[Thumbnail photo] Robert (Corky) Cartwright [PLT logo]

Professor Robert ``Corky'' Cartwright has devoted his career to elevating programming from a black art to a systematic discipline. To this end, he has: (i) conducted fundamental research on the mathematical principles governing the design and implementation of programming languages, (ii) helped found an outstanding academic Computer Science department at Rice University, and (iii) served as a professional leader in programming language research and computer science education.

Professor Cartwright earned a bachelor's degree magna cum laude in Applied Mathematics from Harvard College in 1971 and a doctoral degree in Computer Science from Stanford University in 1977. In 1980, he joined the faculty of Rice University, where he helped found the Computer Science Department and subsequently served as Department Chair.

Professor Cartwright has compiled an extensive record of professional service. He was a charter member of the editorial boards of LISP and Symbolic Computation: An International Journal and ACM Letters on Programming Languages and Systems. He has served as Program Chair of the ACM Conference on LISP and Functional Programming and ACM Symposium on Principles of Programming Languages and as General Chair for the SIGPLAN Conference on Programming Language Design and Implementation. From 1991-1996 he served as a member of the ACM Turing Award Committee, which selects the annual recipient of the most prestigious international prize for computer science research. He served as a member of the Board of Directors for the Computing Research Association from 1994-2000 and helped organize the Coalition to Diversity Computing. He also served on the ACM Education Board from 1997-2007, representing PreCollege Education.

Professor Cartwright has a passionate interest in improving introductory computer science curricula. To this end, he served as a member of the Computer Science Advanced Placement Committee for the Educational Testing Service from 1988-1990 and a member of the College Board Ad Hoc Committee on Advanced Placement in Computer Science from 1999-2000. At Rice, he has directed a project to develop a curriculum on object-oriented programming that stresses data-directed design based on design patterns. To support this curriculum, he has supervised the development of an open-source pedagogic programming environment called DrJava which has been adopted by many other colleges and universities.

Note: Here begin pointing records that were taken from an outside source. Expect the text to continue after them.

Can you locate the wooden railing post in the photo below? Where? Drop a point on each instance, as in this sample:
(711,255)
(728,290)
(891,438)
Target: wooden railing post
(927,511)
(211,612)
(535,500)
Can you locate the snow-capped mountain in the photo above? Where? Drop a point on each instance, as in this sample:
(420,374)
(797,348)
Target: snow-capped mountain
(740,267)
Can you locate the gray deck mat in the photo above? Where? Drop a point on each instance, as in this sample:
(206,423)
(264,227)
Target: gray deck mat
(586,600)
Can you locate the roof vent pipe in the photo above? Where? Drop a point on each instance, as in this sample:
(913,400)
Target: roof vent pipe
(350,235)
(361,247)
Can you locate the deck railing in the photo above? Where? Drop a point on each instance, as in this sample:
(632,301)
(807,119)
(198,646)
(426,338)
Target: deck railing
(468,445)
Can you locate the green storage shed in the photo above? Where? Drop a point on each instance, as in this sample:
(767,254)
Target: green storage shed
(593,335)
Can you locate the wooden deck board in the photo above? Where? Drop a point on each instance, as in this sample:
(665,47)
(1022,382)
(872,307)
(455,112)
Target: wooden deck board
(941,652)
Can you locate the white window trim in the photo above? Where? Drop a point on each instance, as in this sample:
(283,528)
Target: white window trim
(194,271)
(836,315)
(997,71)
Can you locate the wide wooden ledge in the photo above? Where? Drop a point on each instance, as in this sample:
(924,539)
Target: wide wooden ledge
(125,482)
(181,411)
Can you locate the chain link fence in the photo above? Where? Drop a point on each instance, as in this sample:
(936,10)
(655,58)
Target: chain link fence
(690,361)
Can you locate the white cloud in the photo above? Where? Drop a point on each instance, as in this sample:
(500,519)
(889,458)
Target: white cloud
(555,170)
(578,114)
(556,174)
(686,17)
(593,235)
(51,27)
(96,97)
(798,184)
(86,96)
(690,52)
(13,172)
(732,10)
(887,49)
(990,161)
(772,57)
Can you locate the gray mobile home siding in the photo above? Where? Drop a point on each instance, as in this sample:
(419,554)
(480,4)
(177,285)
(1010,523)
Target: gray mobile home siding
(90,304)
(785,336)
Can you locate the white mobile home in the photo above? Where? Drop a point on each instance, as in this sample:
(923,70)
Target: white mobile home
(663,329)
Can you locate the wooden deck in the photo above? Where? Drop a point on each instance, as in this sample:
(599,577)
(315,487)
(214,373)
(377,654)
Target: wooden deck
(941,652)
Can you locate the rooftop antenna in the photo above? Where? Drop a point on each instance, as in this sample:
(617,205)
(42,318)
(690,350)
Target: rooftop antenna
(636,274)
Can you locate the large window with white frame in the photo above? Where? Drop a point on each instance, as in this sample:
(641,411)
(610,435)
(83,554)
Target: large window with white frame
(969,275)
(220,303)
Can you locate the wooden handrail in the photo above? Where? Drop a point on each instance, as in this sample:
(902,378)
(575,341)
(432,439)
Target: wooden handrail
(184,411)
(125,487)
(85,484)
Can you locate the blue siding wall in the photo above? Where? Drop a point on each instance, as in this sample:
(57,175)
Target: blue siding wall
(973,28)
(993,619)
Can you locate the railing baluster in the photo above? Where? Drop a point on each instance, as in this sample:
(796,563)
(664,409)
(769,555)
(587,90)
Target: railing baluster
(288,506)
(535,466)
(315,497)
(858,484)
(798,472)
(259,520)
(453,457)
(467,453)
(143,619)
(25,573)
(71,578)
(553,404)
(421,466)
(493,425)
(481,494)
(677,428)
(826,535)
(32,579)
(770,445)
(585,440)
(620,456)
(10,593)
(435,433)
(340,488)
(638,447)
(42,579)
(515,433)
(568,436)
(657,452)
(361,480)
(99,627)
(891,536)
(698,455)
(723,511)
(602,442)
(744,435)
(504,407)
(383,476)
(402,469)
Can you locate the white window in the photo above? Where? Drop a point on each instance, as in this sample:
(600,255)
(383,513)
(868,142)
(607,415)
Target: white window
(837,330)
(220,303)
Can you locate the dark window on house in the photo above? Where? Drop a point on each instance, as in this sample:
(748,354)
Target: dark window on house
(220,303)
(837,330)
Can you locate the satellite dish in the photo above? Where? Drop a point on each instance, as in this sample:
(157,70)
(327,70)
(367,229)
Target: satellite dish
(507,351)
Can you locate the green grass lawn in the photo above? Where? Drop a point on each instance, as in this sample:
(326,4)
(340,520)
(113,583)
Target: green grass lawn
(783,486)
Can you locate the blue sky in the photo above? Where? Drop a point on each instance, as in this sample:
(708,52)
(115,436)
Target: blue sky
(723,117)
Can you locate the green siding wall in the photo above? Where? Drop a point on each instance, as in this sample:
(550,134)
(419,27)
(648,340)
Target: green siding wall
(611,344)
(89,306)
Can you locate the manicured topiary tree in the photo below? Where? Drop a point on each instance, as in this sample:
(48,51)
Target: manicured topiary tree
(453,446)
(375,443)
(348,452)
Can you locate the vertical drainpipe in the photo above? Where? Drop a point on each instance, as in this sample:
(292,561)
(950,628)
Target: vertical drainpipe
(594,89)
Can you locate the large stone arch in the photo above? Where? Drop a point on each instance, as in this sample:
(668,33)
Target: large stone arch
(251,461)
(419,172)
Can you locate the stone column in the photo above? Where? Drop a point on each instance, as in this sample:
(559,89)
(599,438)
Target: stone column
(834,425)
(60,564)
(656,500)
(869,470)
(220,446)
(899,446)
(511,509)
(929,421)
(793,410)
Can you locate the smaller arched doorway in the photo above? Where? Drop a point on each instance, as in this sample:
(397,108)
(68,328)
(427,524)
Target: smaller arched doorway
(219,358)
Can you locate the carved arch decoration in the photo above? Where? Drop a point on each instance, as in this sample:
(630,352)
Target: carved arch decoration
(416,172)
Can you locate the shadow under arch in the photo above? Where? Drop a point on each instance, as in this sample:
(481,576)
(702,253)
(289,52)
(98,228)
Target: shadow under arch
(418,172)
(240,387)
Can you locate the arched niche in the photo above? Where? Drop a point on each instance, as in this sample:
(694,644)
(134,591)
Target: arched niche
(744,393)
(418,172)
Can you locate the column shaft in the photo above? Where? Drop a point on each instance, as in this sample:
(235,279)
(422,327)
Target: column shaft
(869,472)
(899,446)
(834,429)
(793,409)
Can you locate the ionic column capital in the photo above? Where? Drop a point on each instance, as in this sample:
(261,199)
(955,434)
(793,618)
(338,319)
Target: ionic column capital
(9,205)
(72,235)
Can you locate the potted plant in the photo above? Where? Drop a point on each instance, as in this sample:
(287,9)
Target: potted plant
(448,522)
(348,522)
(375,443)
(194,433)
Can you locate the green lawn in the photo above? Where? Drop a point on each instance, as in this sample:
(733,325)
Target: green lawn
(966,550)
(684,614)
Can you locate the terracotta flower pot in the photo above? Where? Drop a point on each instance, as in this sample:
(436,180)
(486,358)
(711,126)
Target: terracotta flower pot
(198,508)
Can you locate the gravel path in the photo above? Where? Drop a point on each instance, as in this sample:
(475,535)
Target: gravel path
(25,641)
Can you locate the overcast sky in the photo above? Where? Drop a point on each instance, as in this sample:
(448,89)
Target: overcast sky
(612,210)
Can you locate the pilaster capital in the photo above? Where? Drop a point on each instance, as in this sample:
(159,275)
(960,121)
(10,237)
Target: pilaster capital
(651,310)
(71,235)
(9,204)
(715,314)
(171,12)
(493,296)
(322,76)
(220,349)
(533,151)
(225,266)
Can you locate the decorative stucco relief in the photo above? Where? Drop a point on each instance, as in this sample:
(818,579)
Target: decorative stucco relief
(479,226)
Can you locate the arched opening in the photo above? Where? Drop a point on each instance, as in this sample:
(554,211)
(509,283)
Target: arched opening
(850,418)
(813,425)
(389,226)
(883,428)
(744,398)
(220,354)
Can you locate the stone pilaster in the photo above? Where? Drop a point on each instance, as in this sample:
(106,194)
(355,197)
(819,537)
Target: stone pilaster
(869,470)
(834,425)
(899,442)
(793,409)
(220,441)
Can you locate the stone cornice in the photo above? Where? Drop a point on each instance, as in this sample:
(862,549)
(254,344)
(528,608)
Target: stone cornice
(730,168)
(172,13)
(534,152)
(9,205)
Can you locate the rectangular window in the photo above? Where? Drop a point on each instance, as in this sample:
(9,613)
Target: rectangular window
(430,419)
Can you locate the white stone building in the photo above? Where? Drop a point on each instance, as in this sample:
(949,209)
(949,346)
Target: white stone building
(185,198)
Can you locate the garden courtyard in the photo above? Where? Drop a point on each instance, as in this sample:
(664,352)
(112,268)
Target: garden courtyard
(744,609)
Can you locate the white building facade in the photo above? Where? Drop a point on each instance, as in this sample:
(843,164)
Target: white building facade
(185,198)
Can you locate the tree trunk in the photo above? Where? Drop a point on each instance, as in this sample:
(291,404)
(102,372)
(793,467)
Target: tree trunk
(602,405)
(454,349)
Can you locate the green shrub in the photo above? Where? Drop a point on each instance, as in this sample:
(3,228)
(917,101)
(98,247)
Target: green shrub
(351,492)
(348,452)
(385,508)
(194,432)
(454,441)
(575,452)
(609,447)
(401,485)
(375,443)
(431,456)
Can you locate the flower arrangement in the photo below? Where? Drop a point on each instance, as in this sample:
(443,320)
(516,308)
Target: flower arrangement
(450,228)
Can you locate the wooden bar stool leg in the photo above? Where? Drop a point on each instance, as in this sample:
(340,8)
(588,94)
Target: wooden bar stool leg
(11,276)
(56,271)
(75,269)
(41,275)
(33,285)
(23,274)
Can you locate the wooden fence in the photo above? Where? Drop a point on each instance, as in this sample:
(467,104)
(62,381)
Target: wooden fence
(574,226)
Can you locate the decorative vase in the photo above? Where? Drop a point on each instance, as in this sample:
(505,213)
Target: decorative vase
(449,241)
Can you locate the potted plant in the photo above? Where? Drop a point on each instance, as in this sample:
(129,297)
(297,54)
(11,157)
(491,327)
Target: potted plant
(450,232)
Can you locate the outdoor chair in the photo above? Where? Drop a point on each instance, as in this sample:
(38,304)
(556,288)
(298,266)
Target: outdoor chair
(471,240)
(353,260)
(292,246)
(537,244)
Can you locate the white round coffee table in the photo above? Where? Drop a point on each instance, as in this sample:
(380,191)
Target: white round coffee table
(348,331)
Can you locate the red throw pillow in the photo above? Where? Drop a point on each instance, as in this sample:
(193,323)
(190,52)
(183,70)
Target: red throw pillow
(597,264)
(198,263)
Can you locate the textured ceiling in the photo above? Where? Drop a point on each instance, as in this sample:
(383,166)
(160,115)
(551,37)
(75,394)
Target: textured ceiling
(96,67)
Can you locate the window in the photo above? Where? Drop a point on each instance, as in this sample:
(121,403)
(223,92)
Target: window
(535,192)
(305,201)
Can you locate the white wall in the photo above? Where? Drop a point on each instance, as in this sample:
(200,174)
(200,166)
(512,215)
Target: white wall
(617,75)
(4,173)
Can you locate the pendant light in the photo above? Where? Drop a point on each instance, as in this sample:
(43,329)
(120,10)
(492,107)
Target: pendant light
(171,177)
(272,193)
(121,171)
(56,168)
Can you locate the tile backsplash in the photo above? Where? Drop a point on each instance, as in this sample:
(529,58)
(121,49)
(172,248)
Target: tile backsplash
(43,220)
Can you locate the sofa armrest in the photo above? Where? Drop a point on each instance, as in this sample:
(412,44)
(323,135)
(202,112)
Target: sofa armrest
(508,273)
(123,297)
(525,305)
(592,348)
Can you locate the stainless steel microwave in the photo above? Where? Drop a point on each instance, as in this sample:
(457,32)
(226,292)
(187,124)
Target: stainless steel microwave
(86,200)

To foster the wider acceptance of type-safe languages and better software engineering practices that leverage them, my current research focuses on four topics:

  • Developing extensions to Java, Scala, and Swift that foster developing parallel application programs that scale well as more cores are added to microprocessors. I an ardent advocate of a "mostly functional" approach to developing parallel programming applications.
  • Developing ``smart'' programming environments that prove that type-safe programs are free of run-time errors. In essence, smart environments use static analysis to verify the preconditions for primitive program operations.
  • Developing production-quality pedagogic programming environments for Java, Scala, and Swift using Rice undergraduates as the primary workforce. The DrJava and forthcoming DrScala environments are products of this research effort.
  • Developing a programming language (called FAST) and supporting environment for developing implicit programs in which program parameters are dynamically adjusted by the language run-time in accord with an platform-dependent intent specification provided by the user. The intent typically focuses on minimizing or maximizing a platform-dependent measure such as energy usage or performance while meeting platform-independent accuracy or quality constraints.